Today Laura presented her “drum piece” again, this time at my suggestion with instruments playing the rhythms mixed in with drums.   (She had one instrument come in first, then all of the band).   She had trouble communicating to the group exactly what she wanted and time was lost.   When we ran this idea last time she simply had everyone play the collective rhythm and it was quite effective, even powerful, and seemed to call for a next compositional step, but what she offered today didn't work well, partly because she needed larger numbers than just the eight of us to get the effect she wanted.   Also, partly because of her own unsureness about what to do.   The session took a half hour.

 

Then we looked at Jill's “Brother and Sister” piece, which Louis had played several days before when I was in New York.   They pointed out what had sounded good (group improvs, crowd talking, the tutti additive crescendo) and what was weak (trumpet and trombone solos, weak hand claps).   My efforts to have them compose an improved version collectively failed, because composing by committee is hard to pull off even with adults.

One-on-One

So I decided from now on I will meet one-on-one with Laura, Jill, John, and Loren and guide them through the creation of their pieces, which are using primarily standard notation.   I think this will give us a much faster and musically satisfying result.   Then we will present what each does to the comp team for comment.   (Abbie and Julie, bassoonists, are very good at the editorial process—always seeking practicality and workability.

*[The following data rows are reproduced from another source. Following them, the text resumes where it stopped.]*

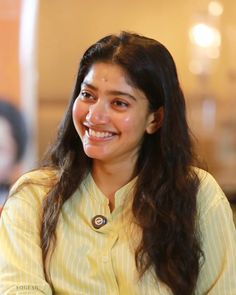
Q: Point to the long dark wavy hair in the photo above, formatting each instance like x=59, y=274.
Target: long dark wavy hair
x=164, y=204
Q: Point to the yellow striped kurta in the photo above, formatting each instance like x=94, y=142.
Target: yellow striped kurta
x=101, y=261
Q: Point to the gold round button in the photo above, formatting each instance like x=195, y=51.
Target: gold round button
x=99, y=221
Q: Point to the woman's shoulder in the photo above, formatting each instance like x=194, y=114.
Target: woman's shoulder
x=210, y=194
x=43, y=176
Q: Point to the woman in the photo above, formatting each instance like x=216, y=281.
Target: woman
x=13, y=141
x=118, y=207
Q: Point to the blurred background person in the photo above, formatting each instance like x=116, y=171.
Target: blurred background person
x=13, y=140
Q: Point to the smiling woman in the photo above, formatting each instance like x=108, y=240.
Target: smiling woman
x=119, y=205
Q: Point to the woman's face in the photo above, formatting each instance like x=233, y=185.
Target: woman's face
x=110, y=115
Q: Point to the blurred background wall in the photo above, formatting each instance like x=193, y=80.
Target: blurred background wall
x=201, y=35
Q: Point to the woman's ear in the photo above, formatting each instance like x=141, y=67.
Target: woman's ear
x=155, y=121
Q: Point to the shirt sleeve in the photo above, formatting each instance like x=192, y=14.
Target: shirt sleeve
x=21, y=266
x=218, y=272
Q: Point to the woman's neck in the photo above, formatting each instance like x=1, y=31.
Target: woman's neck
x=111, y=177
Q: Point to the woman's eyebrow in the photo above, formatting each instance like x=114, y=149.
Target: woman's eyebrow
x=110, y=92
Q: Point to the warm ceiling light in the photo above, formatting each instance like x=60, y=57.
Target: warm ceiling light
x=215, y=8
x=205, y=36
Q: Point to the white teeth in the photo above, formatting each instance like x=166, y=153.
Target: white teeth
x=99, y=134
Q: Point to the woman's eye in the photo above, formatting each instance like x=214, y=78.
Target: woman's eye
x=86, y=95
x=120, y=104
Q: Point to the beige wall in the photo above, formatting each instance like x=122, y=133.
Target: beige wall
x=67, y=28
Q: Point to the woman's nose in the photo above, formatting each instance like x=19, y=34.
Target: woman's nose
x=98, y=113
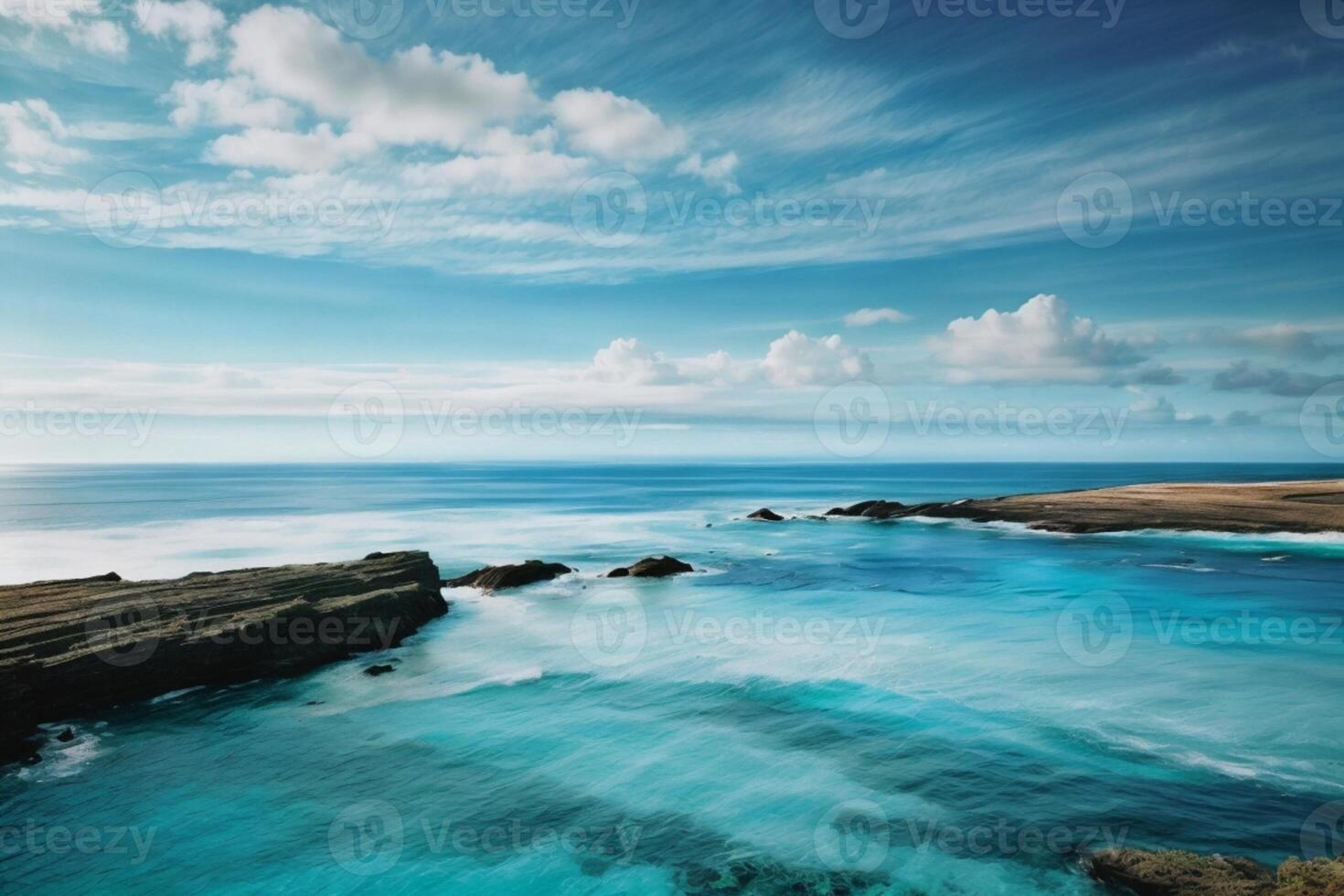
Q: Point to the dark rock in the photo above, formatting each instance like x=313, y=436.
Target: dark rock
x=74, y=647
x=1178, y=873
x=652, y=569
x=509, y=577
x=871, y=509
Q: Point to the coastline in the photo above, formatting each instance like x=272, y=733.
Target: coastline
x=1303, y=508
x=70, y=647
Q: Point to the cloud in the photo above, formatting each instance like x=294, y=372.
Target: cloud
x=1158, y=410
x=320, y=149
x=795, y=360
x=415, y=97
x=228, y=103
x=192, y=22
x=1040, y=343
x=869, y=316
x=1241, y=418
x=34, y=139
x=1243, y=378
x=632, y=363
x=499, y=175
x=615, y=128
x=1281, y=338
x=717, y=172
x=85, y=30
x=1151, y=375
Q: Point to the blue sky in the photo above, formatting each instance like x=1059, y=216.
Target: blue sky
x=234, y=217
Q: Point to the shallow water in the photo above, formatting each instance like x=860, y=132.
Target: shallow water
x=914, y=707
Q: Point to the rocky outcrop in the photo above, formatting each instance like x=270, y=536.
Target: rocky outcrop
x=652, y=569
x=509, y=577
x=1178, y=873
x=871, y=509
x=1246, y=508
x=80, y=646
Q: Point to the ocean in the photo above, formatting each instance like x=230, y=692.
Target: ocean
x=914, y=707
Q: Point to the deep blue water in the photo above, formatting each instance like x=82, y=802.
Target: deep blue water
x=946, y=709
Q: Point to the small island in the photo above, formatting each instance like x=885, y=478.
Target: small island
x=78, y=646
x=1309, y=507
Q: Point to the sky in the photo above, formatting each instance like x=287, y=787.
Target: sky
x=826, y=229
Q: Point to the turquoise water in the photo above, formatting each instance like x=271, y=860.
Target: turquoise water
x=912, y=707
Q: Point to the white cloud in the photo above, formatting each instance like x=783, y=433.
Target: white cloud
x=869, y=316
x=418, y=96
x=1040, y=343
x=717, y=172
x=192, y=22
x=614, y=128
x=228, y=102
x=33, y=139
x=320, y=149
x=85, y=30
x=1158, y=410
x=632, y=363
x=1281, y=338
x=795, y=360
x=495, y=175
x=101, y=37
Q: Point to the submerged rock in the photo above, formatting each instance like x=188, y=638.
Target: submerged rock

John is a good editor creatively.)  

Today Louis told me I could work with any of the composer at any time without appointment.   Just come to the school and tell the office who I want to meet with and they will pull them out of class.

 

I could even have on individual for a while and then call the team out of class to hear what we had done—right on the spot!

 

Monday (5 December) at 8 am I will hear Jill's piece with the band, then Jill and I will carry the piece to the next level.

Monday, 5 December. (two hours)

Met with Jill at 8:50 and discussed changes in “Brother Sister” noting what was strong and weak and playing on those things.   For example, solo trumpet and trombone were weak and I suggested she support them with soft trills in the flutes and clarinets, respectively.   Jill explained her “visualization” of a camera zooming in on the house in the morning, birds singing, door opening, we hear voices from inside, then the brother and sister, then response from the parents, etc.

 

Met with Loren (in staff room) and suggested possible uses for her theme.   But she seemed distracted and I felt she didn't understand what I was suggesting.   So I went home and made an extended draft of the theme and wrote it out in variations for each section of the band (knowing she would not be able to transpose into Bb, F, etc.).

 

Wednesday, 7 December (one hour)

Met with Jill to see what she had done on “Brother Sister.”   She didn't have the new version finished and what she had was so faintly written in pencil that it would not xerox.   She seemed bored, or tired, or suffering from low blood sugar.   I couldn't figure out which.   She spoke so faintly I could hardly hear her and never made eye contact with me.   I even asked her if she really wanted to do this.   She only muttered “yeah.”   (I later learned she has MS)

 

I met with Loren and showed her how I'd written out the theme for band and told her the band would read it tomorrow.   She was excited, although she had the impression it was “too hard” for the band.